6. Modifier 66 - Surgical Team: Used when a complex procedure requires the services of several physicians, often of different specialties, working together.

7. Modifier 76 - Repeat Procedure or Service by Same Physician: Indicates that a procedure or service was repeated by the same physician subsequent to the original procedure or service.

8. Modifier 77 - Repeat Procedure by Another Physician: Indicates that a procedure or service was repeated by another physician subsequent to the original procedure or service.

9. Modifier 78 - Unplanned Return to the Operating/Procedure Room by the Same Physician Following Initial Procedure for a Related Procedure During the Postoperative Period: Used when a patient requires a return to the operating room for a related procedure during the postoperative period.

10. Modifier 79 - Unrelated Procedure or Service by the Same Physician During the Postoperative Period: Indicates that the performance of a procedure or service during the postoperative period was unrelated to the original procedure.

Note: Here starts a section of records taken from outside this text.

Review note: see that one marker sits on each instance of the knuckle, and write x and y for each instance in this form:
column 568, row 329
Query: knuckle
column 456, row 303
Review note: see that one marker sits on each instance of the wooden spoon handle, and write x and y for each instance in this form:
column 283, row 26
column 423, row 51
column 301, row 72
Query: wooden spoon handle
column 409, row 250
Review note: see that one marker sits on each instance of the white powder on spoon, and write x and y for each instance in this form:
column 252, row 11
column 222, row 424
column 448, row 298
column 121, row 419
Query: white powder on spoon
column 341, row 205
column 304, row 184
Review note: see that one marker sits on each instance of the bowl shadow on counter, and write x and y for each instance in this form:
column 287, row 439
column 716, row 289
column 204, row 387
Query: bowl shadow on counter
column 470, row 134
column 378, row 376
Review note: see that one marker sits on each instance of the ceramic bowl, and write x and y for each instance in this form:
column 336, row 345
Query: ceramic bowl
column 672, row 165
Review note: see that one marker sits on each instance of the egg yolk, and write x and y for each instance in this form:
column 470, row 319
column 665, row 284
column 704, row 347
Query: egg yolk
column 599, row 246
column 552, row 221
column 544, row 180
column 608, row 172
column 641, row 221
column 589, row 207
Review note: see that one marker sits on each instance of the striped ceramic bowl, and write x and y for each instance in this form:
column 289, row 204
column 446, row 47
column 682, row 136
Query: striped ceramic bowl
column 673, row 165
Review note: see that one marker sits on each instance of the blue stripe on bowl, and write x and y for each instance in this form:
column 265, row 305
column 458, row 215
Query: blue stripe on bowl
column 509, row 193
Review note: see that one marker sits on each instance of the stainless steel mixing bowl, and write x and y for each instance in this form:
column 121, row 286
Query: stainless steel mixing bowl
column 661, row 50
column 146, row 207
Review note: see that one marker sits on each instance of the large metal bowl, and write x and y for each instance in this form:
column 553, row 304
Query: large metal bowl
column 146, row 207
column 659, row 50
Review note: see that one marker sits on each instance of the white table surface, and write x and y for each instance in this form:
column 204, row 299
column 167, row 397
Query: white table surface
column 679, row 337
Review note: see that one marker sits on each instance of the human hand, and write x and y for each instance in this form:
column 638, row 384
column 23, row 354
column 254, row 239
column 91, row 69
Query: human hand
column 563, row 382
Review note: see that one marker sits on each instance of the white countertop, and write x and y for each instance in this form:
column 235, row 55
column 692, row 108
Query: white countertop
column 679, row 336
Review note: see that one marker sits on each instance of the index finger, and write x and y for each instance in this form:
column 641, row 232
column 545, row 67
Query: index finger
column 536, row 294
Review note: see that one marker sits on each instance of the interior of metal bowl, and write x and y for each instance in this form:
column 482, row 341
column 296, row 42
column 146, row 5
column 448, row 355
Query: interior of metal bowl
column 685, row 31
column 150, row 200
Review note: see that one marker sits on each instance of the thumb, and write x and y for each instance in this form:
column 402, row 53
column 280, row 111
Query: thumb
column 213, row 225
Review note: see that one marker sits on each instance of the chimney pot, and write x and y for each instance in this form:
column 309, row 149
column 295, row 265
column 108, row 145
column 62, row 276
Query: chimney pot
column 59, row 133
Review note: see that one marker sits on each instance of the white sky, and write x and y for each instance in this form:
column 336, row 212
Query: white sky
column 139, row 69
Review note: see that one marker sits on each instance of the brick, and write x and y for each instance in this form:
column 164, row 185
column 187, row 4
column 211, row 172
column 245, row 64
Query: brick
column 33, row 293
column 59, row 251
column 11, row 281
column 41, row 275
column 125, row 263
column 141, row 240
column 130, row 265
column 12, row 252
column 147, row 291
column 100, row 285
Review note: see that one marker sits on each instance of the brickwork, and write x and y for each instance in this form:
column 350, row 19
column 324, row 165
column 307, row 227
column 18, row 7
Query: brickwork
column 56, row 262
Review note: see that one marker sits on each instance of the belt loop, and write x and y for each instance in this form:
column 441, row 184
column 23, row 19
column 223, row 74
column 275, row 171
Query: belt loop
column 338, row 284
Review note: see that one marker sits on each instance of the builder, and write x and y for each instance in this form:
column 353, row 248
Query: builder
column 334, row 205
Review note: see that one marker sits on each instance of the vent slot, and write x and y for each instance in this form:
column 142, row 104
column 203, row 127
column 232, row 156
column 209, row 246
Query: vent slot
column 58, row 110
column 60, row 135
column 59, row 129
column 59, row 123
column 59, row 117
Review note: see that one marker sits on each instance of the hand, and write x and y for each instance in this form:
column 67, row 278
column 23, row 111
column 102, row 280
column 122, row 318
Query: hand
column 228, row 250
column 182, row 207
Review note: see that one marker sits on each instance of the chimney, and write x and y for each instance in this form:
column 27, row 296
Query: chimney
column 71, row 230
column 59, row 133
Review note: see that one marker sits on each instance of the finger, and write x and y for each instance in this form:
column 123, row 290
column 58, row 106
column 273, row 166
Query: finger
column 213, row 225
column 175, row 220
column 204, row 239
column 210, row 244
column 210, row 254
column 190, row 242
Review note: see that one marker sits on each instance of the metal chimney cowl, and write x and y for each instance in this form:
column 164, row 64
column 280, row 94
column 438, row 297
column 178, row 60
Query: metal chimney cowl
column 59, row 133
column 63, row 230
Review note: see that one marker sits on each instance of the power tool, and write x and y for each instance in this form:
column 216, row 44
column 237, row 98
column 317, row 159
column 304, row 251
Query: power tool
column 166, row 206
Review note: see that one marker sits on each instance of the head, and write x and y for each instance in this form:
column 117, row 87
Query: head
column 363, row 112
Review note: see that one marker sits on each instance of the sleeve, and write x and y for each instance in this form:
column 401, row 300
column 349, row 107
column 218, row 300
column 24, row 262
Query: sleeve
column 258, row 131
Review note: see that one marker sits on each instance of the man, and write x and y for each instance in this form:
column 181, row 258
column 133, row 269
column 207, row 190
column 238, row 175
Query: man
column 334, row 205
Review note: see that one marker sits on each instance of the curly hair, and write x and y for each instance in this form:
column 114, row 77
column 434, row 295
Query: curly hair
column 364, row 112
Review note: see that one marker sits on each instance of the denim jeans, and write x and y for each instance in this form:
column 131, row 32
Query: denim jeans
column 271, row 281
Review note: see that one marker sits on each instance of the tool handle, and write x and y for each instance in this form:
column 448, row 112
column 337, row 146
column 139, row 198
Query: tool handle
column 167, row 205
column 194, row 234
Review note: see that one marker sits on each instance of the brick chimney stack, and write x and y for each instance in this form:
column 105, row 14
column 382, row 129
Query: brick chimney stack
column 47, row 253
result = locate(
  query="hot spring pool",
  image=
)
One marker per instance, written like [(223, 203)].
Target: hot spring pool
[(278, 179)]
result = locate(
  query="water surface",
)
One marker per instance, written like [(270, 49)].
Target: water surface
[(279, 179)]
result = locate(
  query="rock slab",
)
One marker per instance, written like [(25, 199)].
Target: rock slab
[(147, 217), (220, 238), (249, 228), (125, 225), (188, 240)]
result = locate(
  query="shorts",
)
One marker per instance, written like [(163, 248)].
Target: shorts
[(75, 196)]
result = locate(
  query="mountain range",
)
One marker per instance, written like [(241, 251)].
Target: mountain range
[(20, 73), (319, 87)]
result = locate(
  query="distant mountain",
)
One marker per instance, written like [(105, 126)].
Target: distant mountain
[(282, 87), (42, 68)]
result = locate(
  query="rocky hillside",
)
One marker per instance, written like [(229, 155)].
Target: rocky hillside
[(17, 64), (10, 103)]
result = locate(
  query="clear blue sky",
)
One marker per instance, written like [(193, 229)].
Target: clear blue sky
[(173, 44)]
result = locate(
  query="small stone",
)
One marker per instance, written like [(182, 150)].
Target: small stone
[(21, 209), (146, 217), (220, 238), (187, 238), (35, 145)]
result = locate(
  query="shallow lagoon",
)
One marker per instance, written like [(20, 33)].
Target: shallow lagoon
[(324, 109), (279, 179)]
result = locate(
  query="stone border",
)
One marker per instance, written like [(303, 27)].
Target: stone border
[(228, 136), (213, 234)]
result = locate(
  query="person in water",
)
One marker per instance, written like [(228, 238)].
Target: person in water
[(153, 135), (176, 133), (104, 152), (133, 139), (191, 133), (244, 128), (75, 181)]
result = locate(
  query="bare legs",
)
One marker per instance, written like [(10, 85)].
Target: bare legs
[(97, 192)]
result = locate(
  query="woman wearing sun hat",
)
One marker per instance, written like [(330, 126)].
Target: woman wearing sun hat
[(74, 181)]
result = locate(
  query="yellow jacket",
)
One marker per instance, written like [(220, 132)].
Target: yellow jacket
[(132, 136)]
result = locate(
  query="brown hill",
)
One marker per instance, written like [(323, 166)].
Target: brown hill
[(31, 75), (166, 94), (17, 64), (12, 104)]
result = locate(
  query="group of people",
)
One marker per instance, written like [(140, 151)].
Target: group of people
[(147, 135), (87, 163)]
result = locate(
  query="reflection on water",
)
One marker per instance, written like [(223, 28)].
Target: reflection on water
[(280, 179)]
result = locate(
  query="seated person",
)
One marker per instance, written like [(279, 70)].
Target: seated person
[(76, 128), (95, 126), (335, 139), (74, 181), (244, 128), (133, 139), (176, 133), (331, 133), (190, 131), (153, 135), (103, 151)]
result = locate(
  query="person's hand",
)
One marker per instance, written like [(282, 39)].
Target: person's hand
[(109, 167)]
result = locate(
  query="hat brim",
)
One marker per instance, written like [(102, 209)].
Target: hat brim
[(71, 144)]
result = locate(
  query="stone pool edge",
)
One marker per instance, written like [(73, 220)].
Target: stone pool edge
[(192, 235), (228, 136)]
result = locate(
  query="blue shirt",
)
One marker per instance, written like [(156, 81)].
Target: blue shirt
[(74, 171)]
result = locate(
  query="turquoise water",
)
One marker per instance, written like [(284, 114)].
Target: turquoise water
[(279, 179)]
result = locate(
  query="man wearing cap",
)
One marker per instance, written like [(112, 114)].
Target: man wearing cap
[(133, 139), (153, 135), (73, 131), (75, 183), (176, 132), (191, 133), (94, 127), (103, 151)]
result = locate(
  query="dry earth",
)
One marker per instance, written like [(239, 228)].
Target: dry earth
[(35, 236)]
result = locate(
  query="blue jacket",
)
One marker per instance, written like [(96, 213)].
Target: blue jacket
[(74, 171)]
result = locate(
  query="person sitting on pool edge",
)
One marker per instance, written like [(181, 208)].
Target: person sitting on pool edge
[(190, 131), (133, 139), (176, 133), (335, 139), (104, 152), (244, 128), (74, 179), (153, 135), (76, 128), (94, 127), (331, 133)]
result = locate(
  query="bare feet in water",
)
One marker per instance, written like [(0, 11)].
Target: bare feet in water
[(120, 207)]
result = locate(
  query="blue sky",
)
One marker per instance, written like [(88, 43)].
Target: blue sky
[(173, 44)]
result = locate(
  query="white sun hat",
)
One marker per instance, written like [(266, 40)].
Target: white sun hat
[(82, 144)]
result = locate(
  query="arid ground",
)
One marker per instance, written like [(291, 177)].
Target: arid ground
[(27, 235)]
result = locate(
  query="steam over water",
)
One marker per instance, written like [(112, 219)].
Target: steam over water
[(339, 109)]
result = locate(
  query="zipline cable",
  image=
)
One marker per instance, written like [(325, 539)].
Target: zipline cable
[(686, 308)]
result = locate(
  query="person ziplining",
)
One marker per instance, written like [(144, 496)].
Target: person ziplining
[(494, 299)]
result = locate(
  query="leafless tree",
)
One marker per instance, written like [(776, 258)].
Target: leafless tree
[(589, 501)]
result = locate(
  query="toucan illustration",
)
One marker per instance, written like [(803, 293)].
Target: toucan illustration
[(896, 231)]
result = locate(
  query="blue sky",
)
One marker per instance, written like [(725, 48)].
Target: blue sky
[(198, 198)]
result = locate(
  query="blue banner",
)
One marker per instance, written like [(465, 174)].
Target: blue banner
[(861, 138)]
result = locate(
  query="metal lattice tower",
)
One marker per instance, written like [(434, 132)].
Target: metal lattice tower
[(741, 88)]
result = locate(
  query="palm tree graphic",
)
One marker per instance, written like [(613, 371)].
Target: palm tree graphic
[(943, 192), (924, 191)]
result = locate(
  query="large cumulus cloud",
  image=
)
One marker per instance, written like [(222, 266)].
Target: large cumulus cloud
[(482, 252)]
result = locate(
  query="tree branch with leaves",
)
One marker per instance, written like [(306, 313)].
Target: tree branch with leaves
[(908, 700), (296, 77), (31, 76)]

11. Modifier 80 - Assistant Surgeon: Used when an assistant surgeon is required during a procedure.

12. Modifier 81 - Minimum Assistant Surgeon: Indicates that a minimum assistant surgeon was required during the procedure.

13. Modifier 82 - Assistant Surgeon (when qualified resident surgeon not available): Used when a qualified resident surgeon is not available, and an assistant surgeon is required.

14. Modifier AS - Physician Assistant, Nurse Practitioner, or Clinical Nurse Specialist Services for Assistant at Surgery: Used when these non-physician practitioners assist in surgery.

15. Modifier GC - This Service Has Been Performed in Part by a Resident Under the Direction of a Teaching Physician: Used in teaching settings where residents are involved in the procedure.

16. Modifier QX - CRNA Service: With Medical Direction by a Physician: Indicates that a Certified Registered Nurse Anesthetist (CRNA) provided anesthesia services under the medical direction of a physician.

17. Modifier QY - Medical Direction of One CRNA by an Anesthesiologist: Used when an anesthesiologist provides medical direction for one CRNA.

18. Modifier QK - Medical Direction of Two, Three, or Four Concurrent Anesthesia Procedures Involving Qualified Individuals: Indicates that an anesthesiologist is directing multiple anesthesia procedures concurrently.

19. Modifier QS - Monitored Anesthesia Care Service: Used to indicate that monitored anesthesia care was provided.

20. Modifier G8 - Monitored Anesthesia Care (MAC) for Deep Complex, Complicated, or Markedly Invasive Surgical Procedure: Indicates the complexity of the procedure requiring monitored anesthesia care.

21. Modifier G9 - Monitored Anesthesia Care for Patient Who Has a History of Severe Cardiopulmonary Condition: Used when the patient has a significant cardiopulmonary condition necessitating monitored anesthesia care.

These modifiers help provide additional information about the circumstances under which the procedure was performed, ensuring accurate billing and reimbursement.

CPT Code 45499 Medicare Reimbursement

CPT code 45499 is not typically reimbursed by Medicare. This code is considered an unlisted procedure code, which means it does not have a set reimbursement rate in the Medicare Physician Fee Schedule (MPFS). When using this code, providers must submit additional documentation to their Medicare Administrative Contractor (MAC) for individual consideration and potential reimbursement on a case-by-case basis.